FRANCE đŸ‡«đŸ‡· (Affaire Boulin): tout dans cette affaire est scandaleux, les dysfonctionnements de la Justice et son inertie, les mensonges rĂ©pĂ©tĂ©s des autoritĂ©s et le silence des politiques.

Publié: 21 novembre 2019 dans Informations gĂ©nĂ©rales

AFFAIRE BOULIN

Pourquoi je suis passĂ© de la version officielle du SUICIDE Ă  celle de l’ASSASSINAT.

Par Jean Pierre Courtel

En 1979 j’Ă©tais inspecteur au groupe criminel du S.R.P.J. de Versailles.

Le 30 octobre 1979, mon groupe Ă©tant de permanence, l’inspecteur Divisionnaire Pierre Ramat, est passĂ© me chercher Ă  mon domicile, puis nous nous sommes rendus au service.LĂ , nous Ă©tions attendus par le commissaire divisionnaire BrĂ©mond, sous chef du SRPJ qui nous a ordonnĂ© de partir immĂ©diatement Ă  la recherche d’une personne qu’il n’a pas nommĂ©, dans une direction qu’il n’a pas indiquĂ©. Devant notre Ă©tonnement, il a prĂ©cisĂ© qu’une personnalitĂ© avait disparu ajoutant, que les recherches devraient se faire dans la rĂ©gion de Rambouillet.
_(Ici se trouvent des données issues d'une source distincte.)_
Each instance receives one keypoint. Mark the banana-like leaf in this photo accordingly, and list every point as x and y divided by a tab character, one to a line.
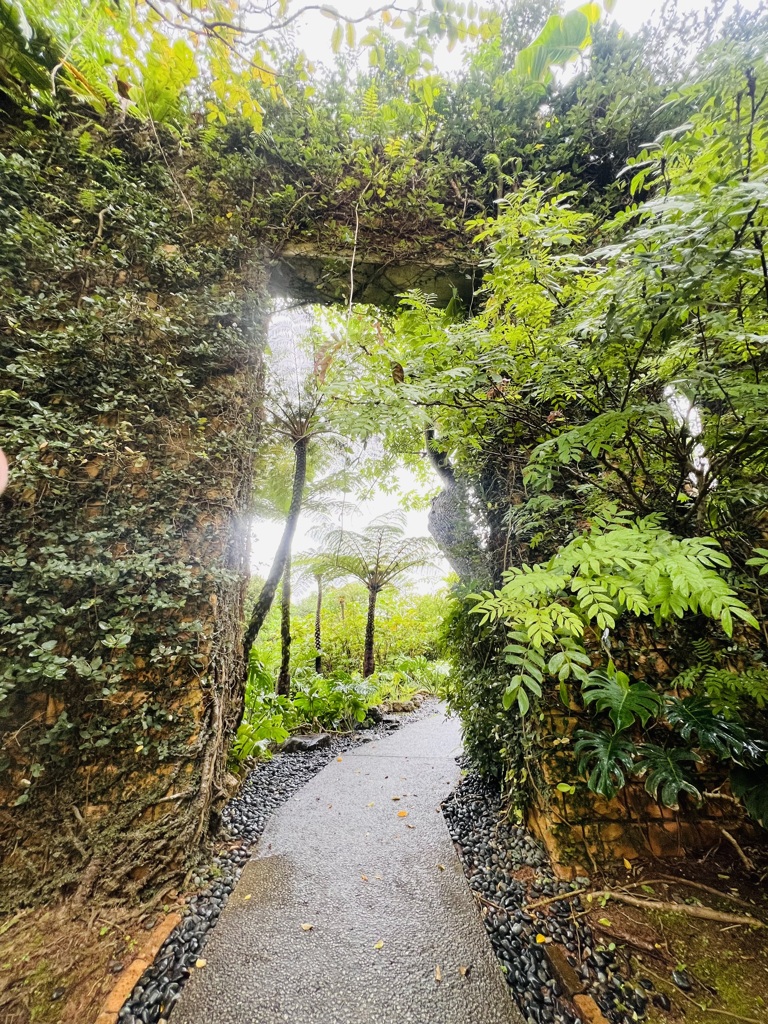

Enfin, il a dit que des renseignements complĂ©mentaires nous seraient communiquĂ©s par radio.Nous sommes immĂ©diatement partis, tous les deux dans la direction indiquĂ©e.

En cours de route, comme prĂ©vu nous avons reçu des informations nous apprenant que le disparu Ă©tait un ministre susceptible de mettre fin Ă  ses jours, vraisemblablement par noyade. C’est pourquoi nous avons Ă©tĂ© dirigĂ© vers les Ă©tangs de Hollande.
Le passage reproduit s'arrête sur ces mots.